SAINT COLUMBAN’S PATH: STOPOVERS IN BOBBIO AND COLI

ponte gobbo Teca Eburnea Spelonca di San Michele

Bobbio and Coli, villages in the Apennines of Piacenza, have long been important crossroads for communication, the salt trade, and the travels of abbots. Abbots followed along the path from Pavia to Rome passing through Pontremoli. Pilgrims also followed these routes. The abbots of Saint Columban’s in Bobbio journeyed on the roads to visit the Pope and to check on the monastery’s distant possessions in Pavia Oltre Po and Tuscany.

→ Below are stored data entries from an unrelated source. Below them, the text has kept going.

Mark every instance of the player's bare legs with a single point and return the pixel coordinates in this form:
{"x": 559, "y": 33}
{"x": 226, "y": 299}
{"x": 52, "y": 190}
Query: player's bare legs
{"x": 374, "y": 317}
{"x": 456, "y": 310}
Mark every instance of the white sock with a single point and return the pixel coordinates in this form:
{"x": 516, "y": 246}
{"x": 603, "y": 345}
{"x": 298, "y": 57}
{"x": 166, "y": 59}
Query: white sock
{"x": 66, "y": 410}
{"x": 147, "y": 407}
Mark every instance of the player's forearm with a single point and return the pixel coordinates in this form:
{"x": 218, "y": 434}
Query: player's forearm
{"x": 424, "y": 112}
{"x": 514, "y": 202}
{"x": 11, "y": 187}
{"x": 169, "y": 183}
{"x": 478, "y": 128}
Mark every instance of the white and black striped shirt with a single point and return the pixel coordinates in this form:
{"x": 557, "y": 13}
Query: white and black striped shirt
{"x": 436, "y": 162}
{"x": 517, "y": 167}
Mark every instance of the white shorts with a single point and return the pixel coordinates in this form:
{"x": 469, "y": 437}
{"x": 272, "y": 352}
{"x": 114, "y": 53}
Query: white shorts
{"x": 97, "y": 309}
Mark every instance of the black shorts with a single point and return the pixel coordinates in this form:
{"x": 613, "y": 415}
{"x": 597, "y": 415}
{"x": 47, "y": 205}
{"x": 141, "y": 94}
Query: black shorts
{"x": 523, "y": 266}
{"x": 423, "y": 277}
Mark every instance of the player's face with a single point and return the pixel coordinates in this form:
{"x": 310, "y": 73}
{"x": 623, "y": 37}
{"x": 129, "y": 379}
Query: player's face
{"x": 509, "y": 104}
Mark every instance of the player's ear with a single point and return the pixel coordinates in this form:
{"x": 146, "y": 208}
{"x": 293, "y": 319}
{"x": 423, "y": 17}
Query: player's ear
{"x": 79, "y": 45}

The history of Bobbio and Coli is strictly linked to the Irish monk Columban who, after travelling Europe, reached Bobbio in 614. There he founded a monastic center which became the most important cultural centre in Northern Italy.
Saint Columban did not spend much time in his monk’s cell at the monastery. He preferred to pray in solitary places and in difficult to reach hermitages. In the area of Coli, in the Curiasca Valley, close to Bobbio, the Saint chose a rocky cavern called Saint Michael or Coli’s grotto. According to the legend, it’s where the Saint died on November 23
rd aged about 73 years.

The European Association of “The Way of Saint Columban” has been founded to bring to attention and develop all the places the saint crossed during his journey from Ireland to Italy. The historical and spiritual journey is still under construction and will end in Coli, where the Saint ended his long earthly journey.